Text Selection and Rationale Assignment

 

You have all made one significant step towards your “Final Project”: the informal text selection and rationale assignment. That assignment offered a low-stakes opportunity for you to begin thinking about the text you might want to write about for the “Final Project.” Now, it’s time to commit to a text. Aim for 300-400 words.

  • In the first paragraph, begin by introducing the author and the target text. Make sure you indicate the kind of text it is (poem, novel, film, memoir, etc.), its more specific genre or mode (romance, horror, epic, pastoral, young-adult literature, utopian, etc.), and when it was produced.  Next, offer a brief description of what the book is about and what its central concerns seem to be. This is a key distinction. Giovanni’s Room is about an American protagonist who travels to France to escape a problematic past and finds himself deeply implicated in a web of romantic entanglements that end in tragedy. Its concerns include navigating queer identity in different contexts, what it means to authentically love another, how past experiences form and haunt us, how individuals process trauma, how gender roles constrain our choices and desire, and so on.
  • In paragraph two, write more about your unique approach to this text. What do you hope to explore, and what theoretical concepts or methodologies do you find most applicable and fruitful in relation to you text? Think of the ideas from LCT as idea engines–concepts that we can place alongside a text and that then begin to spin out a range of possible readings and approaches. What kinds of research do you see yourself gathering? Critical articles and books about the text? Historical documents? Books representing other areas of knowledge that you might bring to bear on the text (history, psychology, philosophy, geology, etc.)? Try to be as specific as possible about what you hope to find, and use the BEAM approach to think through the kinds of sources you might want to locate (Argument, Method, Background, etc.). This paragraph should conclude with an initial research question–a question that will be refined as you continue to read and research. Most simply, a research question is the engine for your project: the question anticipates the argumentative sources you might engage, the background information that will support your project, and the methods that will inform it.
    • Please begin exploring specific CofC library Catalog (for books in particular) and databases (MLA International Bibliography, Academic Search Complete, Film and Television Literature Index, and Communication & Mass Media Complete) to get a sense of the materials you might begin to explore once we initiate the formal library research phase. You should also make use of Google Scholar. Take a both/and rather than an either/or: search broadly in various databases using a range of keywords. 
  • Finally (this may or may not be its own paragraph) explain why you have chosen this text in particular.  Are you already familiar with it? What are you most excited or anxious about in terms of research and reading and re-reading process? What is it about this text that you think will really sustain your interest? And why do you think it is an important project more broadly–that is, why should your reader care?

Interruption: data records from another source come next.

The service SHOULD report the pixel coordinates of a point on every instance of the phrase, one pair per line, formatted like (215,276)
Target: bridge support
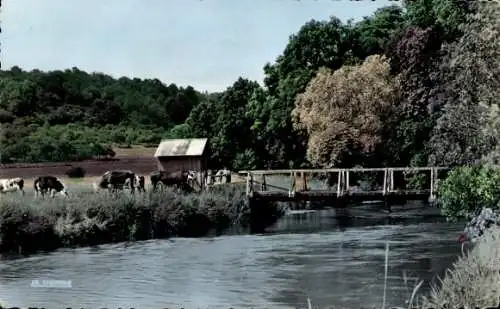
(342,194)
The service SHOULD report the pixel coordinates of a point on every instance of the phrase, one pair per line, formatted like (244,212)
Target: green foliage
(467,189)
(87,218)
(431,46)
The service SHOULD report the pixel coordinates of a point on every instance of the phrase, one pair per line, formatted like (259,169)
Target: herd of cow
(114,180)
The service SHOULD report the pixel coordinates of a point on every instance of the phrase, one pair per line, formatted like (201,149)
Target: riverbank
(86,219)
(473,281)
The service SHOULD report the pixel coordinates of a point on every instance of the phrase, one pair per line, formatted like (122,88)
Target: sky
(207,44)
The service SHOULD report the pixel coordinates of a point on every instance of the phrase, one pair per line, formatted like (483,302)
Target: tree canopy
(410,85)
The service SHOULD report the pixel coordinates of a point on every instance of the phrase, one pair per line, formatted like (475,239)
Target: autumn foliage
(345,111)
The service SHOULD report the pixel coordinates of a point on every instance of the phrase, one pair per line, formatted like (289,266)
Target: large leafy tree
(345,111)
(465,131)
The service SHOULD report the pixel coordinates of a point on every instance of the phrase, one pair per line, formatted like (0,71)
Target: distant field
(134,151)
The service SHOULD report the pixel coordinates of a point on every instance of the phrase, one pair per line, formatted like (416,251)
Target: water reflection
(335,258)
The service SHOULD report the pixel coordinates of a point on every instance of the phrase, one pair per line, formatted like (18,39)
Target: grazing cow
(117,179)
(179,179)
(140,183)
(44,184)
(11,185)
(209,181)
(223,176)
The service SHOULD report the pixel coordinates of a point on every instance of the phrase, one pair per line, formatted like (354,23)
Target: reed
(85,218)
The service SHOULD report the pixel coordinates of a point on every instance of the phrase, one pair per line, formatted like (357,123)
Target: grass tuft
(85,218)
(473,281)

Though this assignment does allow for slightly more informational responses at the conclusion, please understand that this as a formal writing assignment, and your writing should reflect that.

 

How research questions evolve:

  • At the start, a question might be rooted in something you find notable and curious about a text. For example, you might reading Giovanni’s Room and ask: What does all of the repeated imager around blackness and whiteness (and related terms) signify in Giovanni’s Room?
  • As you continue to research and research, you push that research question forward–focusing it, framing it in relation to a certain critical ideas, and/or framing it in the context of what Baldwin accomplishes. For example: “How does Baldwin use imagery around blackness and whiteness to unsettle long-standing foundations of racism in western society?

There might be a number of steps between those two questions, but note how the second is informed by the kinds of research and analysis that the first one jump-starts.